The way it works is like this…Let’s assume that you are a first time buyer and
have 5% down payment. Before the mortgage financing is arranged, written
quotes are obtained from licensed contractors for the repairs and or the
improvements to be done to the home. When the application for mortgage
financing is made, the request is made for 95% of the purchase price PLUS
95% of the cost to complete the improvements. Note: The lender will “holdback”
on closing the “improvement” portion of the mortgage until the work has
been completed and inspected, normally within 30 to 60 days of closing. Once
the work has been completed, the lender will advance the balance of the funds
and the contractor can be paid.
What does this mean? Let us give you an example…
Purchase price: $100,000 X 95% = $ 95,000
Cost of improvements: $ 10,000 X 95% = $ 9,500
Total mortgage: $110,000 X 95% = $104,500
Therefore, an application is made for a mortgage in the amount of $104,500,
which represents 95% of the purchase price plus 95% of the improvements.
On closing this is what happens…The Mortgage advanced to complete the
purchase is $95,000 plus the original 5% from the purchaser’s down payment
($5,000) sufficient funds to complete the purchase of $100,000.
After closing the contractor completes the improvements (normally within 30 to
60 days after the closing) the lender advances the hold-back of $9,500, the
purchaser pays the additional 5% of the cost of the improvements ($500) and
the $10,000 owed to the contractor can be paid as per the original quote for the
work.
Everyone’s a winner!
The purchaser is happy because they got $10,000 of improvements done to the
home with a cash outlay of only $500 (the balance was financed with their
mortgage).
The lender is happy because they now have a mortgage on an improved home.

 

 

Tips for Boosting Affordability

For first-time buyers affordability is a key issue as they look for a home of their own. Fortunately, there are some ways to increase mortgage affordability when buying in a competitive real estate market. Here are some tips to consider:

Revisit your current debts. When applying for a mortgage, a lender will look at your total debt service (TDS) ratio, or how much of your total income is going towards various types of debts, including car loans, credit cards, and other consumer loans.  A Mortgage Consultant can advise on restructuring your current debt (for example, by increasing the amortization and lowering payments on your car loan), to ensure that your TDS ratio is acceptable to prospective lenders.

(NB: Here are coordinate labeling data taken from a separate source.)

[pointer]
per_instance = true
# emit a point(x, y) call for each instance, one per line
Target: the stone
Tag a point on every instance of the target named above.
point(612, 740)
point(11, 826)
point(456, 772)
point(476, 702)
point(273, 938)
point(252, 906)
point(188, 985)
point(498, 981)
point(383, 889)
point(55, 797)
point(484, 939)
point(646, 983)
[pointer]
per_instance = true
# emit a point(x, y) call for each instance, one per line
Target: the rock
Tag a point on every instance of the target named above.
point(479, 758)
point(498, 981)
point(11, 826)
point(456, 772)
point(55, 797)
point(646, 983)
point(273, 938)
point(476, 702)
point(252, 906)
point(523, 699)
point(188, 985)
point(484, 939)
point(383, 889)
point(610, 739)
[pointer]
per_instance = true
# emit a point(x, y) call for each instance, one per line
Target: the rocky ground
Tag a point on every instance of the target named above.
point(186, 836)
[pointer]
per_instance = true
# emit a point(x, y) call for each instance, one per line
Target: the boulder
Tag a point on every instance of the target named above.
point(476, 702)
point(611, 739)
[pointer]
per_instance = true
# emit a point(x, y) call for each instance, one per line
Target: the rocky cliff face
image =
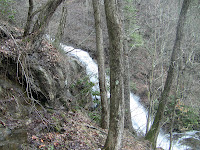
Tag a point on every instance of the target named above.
point(33, 83)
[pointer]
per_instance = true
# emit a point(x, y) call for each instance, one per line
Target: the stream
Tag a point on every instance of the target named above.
point(181, 141)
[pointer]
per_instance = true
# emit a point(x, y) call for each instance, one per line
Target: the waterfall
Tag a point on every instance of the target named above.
point(138, 112)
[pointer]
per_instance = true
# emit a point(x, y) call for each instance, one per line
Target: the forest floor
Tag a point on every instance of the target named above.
point(46, 128)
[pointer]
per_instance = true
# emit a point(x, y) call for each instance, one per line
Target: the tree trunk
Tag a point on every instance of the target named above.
point(116, 126)
point(126, 76)
point(29, 19)
point(127, 117)
point(101, 66)
point(155, 128)
point(43, 21)
point(61, 26)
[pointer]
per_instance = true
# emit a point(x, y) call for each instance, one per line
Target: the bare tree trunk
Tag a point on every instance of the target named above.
point(43, 21)
point(127, 117)
point(155, 128)
point(61, 27)
point(29, 19)
point(101, 66)
point(116, 126)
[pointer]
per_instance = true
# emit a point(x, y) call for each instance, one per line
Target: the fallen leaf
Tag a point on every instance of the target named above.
point(41, 146)
point(34, 137)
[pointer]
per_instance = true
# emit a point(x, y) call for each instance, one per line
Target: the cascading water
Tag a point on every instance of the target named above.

Increase the size of your down payment. A common way to come up with more cash for a down payment is to make use of the federal Home Buyers' Plan which allows qualifying purchasers to withdraw up to $20,000 each from their registered retirement savings plans (RRSPs) to buy or build a qualifying home without incurring tax penalties. A Mortgage Consultant has full details on the ins and outs of this program.

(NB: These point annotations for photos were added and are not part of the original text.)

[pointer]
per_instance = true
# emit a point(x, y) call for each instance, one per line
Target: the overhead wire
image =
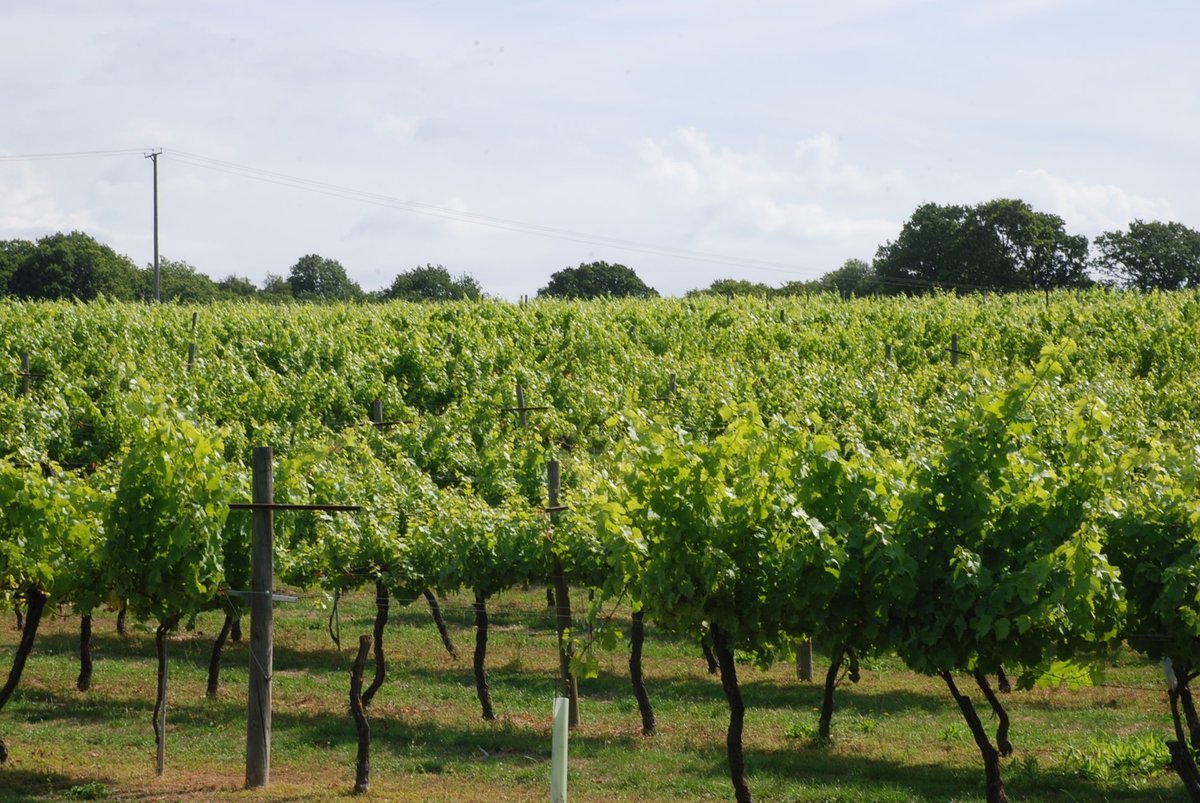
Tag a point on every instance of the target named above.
point(462, 216)
point(502, 223)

Look into a longer amortization. Mortgages with 30- or 40-year amortizations feature lower monthly payments than the same size mortgage with a traditional 25-year amortization. While longer amortizations do entail more in interest costs, there are additional strategies to further reduce the amortization and interest costs over the life of the mortgage, such as making lump sum payments down the road or increasing monthly payments (say, after receiving a salary increase).